The first song I ever heard from M83 was the song ‘Kim and Jessie’ from Saturdays = Youth. I think that song was on repeat for an entire afternoon. It gave me that same feeling I had when I watched the classic film, The Breakfast Club. I then went backwards in their discography and got lost in the beautiful synth-scapes of Before The Dawn Heals Us. We then got the double album Hurry Up, We’re Dreaming which seemed to be a conglomeration of all that they’d done – a mixture of their strongest (and weakest) material to date. Now, a few soundtracks later (including the pretty decent song Oblivion from well, Oblivion), they finally return with Junk: arguably their best and catchiest album yet.
The album opens with ‘Do it, Try it,‘ the first single from the album. It’s a fun song, opening with really tacky keyboards. “A dance on repeat/A trance on a hard beat” goes the chorus and indeed, the song ends with a trancing hard beat – pump it up. The following track, ‘Go!,’ really kicks off the fun with a super catchy chorus and epic guitar solo by none other than Steve Vai. Having fun yet? Then you’ll love the rapturous Blondie vibes of ‘Bibi the Dog’ and ‘Laser Gun’.

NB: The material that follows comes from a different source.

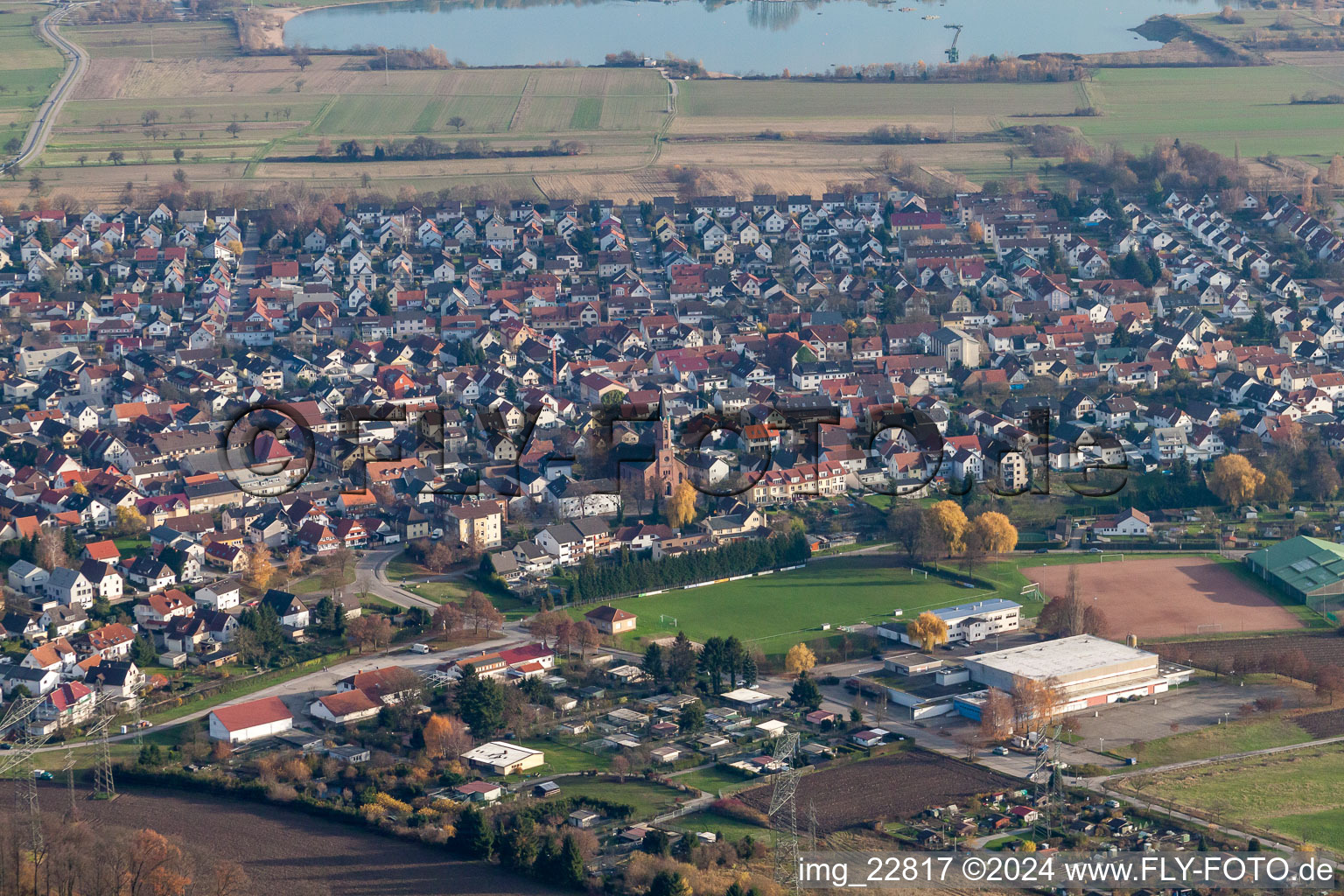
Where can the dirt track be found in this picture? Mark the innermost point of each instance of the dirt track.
(1155, 597)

The Elton John/John Lennon/Olivia Newton John/Pink Floyd invoked, ‘For the Kids,’ is a song that joins the ranks of the ‘I’ll be there for you/a shoulder to cry on’-type ballads. The other single released with ‘Do it, Try it‘ prior to the album, ‘Solitude‘ has a great melodic hook and epic string sections reminiscent of Radiohead, Pink Floyd and The Moody Blues (tall claims, yes, but just listen). Singer/songwriter Beck also joins in for Ultravox/Tesla Kid-sounding ‘Time Wind’.

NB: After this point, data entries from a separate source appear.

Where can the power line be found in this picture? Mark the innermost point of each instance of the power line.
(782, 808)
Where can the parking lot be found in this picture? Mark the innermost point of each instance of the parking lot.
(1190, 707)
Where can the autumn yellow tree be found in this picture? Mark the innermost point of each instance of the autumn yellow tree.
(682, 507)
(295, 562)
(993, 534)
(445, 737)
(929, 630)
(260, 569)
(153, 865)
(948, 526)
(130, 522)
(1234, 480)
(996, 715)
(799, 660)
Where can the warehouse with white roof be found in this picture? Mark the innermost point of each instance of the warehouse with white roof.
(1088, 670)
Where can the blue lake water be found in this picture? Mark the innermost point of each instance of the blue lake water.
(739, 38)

To the perceptive eye, the typography of the word ‘Junk’ on the front cover is that of the Schwarzenegger film, Kindergarten Cop, and the 80s/90’s-looking McDonald’s figures adorning the cover remind me of my childhood. Junk is M83’s most varied and listenable album playing on an entirely different range of nostalgic and cliche sounds from yesteryear. We’re moved from John Hughes to stadium rockers to the flat out 80s new-wave pop of Ultravox and Blondie and Duran Duran. M83 understand the kind of songs they’re writing; no pretension. And, So. Much. Kitsch.
A cheeseburger anyone? Let’s just have fun. Hurry up and listen to this Junk.